LUGANO – C’erano sorrisi, tanti sorrisi ieri sera dalle parti di Cornaredo al termine della vittoriosa e convincente prestazione offerta dal Lugano al cospetto del San Gallo. Uno dei sorrisi più evidenti e gioiosi è stato quello di Angelo Renzetti, il presidente che ha voluto più di tutti Celestini, l’uomo che più di tutti aveva voglia di cambiare, affidandosi all’ex allenatore del Losanna. Se le prestazioni dei bianconeri in futuro saranno simili a quella vista domenica pomeriggio, il “pres” avrà davvero fatto centro.

“Sono contento perché avevamo bisogno di questa vittoria, soprattutto per il morale della squadra – ha esordito Renzetti – Il campionato resta lungo, anche se spero che almeno le partite in casa andranno in questo modo”.

Possiamo dire che il mister durante la pausa ha lavorato bene…
Sì ma bisogna anche sottolineare che ha una buona rosa a sua disposizione. In panchina sono rimasti giocatori importanti come Covilo… la rosa c’è e non ne dubitavo. Celestini è stato bravo a inculcare dei concetti semplici nella testa della squadra, ha dato possibilità ai tre davanti di gestirsi a loro piacimento, senza i soliti passaggini. Abbiamo visto i risultati… il campionato resta difficile, ma ora siamo più fiduciosi.

Celestini è quindi riuscito subito a dare una sua impronta al gioco della squadra?
È un bravo allenatore anche perché arriva dal calcio giocato ad alti livelli, è sempre sul pezzo e trasmette principi giusti.

Junior è sembrato un altro giocatore rispetto a quello abulico “ammirato” fin qui…
Anche lui sta traendo molti vantaggi da questo modulo di gioco. È felice di giocare con Bottani, che finalmente non è infortunato, e inoltre può muoversi come vuole. Sta tornando lo Junior che conoscevamo…
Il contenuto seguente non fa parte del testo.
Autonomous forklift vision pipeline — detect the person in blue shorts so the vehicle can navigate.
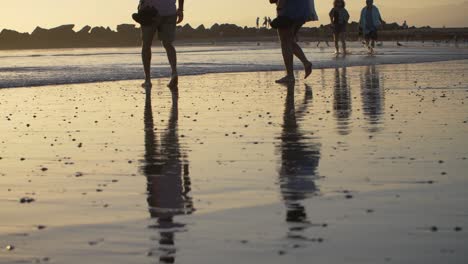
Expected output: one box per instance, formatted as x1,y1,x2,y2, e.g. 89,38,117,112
359,0,385,54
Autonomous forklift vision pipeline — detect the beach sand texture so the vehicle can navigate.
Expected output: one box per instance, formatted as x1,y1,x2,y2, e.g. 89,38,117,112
0,61,468,264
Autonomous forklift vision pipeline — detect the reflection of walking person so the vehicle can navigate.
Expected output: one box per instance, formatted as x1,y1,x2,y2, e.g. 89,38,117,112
270,0,318,83
359,0,385,54
138,0,184,88
279,84,320,225
361,66,385,133
329,0,349,54
333,68,352,135
141,88,194,263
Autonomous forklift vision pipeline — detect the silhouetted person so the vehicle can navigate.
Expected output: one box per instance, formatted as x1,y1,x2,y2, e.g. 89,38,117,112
333,68,352,135
270,0,318,84
329,0,349,55
361,66,385,133
263,17,268,28
141,89,194,263
279,84,320,226
138,0,184,88
359,0,385,54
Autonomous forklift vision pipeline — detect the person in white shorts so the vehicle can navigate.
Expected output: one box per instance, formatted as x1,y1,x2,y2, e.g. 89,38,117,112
138,0,184,88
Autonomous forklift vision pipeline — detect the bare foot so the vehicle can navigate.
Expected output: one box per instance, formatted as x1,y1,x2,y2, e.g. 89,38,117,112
275,76,296,84
141,81,153,89
167,74,179,89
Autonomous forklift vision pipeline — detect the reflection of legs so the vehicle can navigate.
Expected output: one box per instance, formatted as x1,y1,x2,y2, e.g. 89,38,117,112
340,32,347,54
293,25,312,79
333,33,340,54
141,26,155,87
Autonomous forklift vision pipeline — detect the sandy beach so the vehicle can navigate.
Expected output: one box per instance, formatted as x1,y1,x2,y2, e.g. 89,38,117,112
0,60,468,264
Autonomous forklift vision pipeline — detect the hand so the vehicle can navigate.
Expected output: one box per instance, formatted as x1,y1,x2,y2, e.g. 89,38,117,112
177,9,184,24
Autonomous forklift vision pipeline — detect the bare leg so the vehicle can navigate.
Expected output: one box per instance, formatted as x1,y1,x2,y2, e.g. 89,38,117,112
141,26,155,88
293,41,312,79
278,28,294,79
163,41,179,88
163,41,177,75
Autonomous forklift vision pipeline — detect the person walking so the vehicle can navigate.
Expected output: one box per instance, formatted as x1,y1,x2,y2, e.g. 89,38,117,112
329,0,349,55
359,0,385,54
270,0,318,84
138,0,184,89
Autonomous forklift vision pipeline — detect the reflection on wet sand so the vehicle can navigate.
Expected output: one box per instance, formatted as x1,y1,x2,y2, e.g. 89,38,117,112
142,87,194,263
361,65,385,133
333,68,352,135
279,85,320,230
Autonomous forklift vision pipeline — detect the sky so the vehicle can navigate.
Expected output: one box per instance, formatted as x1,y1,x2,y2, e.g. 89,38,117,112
0,0,468,32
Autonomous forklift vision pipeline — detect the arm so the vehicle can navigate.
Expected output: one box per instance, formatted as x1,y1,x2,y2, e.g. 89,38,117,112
177,0,184,24
375,7,385,24
345,9,350,23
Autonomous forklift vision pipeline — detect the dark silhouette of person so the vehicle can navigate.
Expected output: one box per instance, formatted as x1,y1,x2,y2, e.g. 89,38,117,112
333,68,352,135
141,89,195,263
361,65,385,133
279,84,320,226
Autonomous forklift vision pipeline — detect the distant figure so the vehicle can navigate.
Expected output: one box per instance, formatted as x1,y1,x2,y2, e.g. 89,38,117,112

Cosa pensa dalla prestazione di Bottani?
Mattia lo conosciamo. Purtroppo si fa male spesso, poi ha ovviamente bisogno di tempo per rientrare, ma quando è in campo ci fa la differenza, ci dà una grande mano. Quando ha la palla lui, può succedere sempre qualcosa.

La difesa con Maric sembra davvero un’altra cosa…
Non sottovalutiamo neanche i cambi che abbiamo però: c’è anche Daprelà ad esempio. Chiaramente in questo momento, dopo tutto quello che purtroppo è successo all’andata col San Gallo deve superare il momento complicato ma sul finire della scorsa stagione ha dimostrato il suo valore.

In chiusura, il mister ha stupito tutti: ci si aspettava un ballottaggio tra Covilo e Piccinocchi a metà campo e invece ha giocato Abedini…
L’allenatore non guarda la carta d’identità per fare le sue scelte e ha messo in campo un giovane dei nostri che ha fatto davvero molto bene. Gli ha dato fiducia e questo gli fa onore… lasciare fuori Covilo, nonostante la brutta prestazione di Zurigo e la stanchezza accumulata, magari non era facile e invece ha avuto il coraggio, non guardando in faccia a nessuno, di affidarsi a un giovane.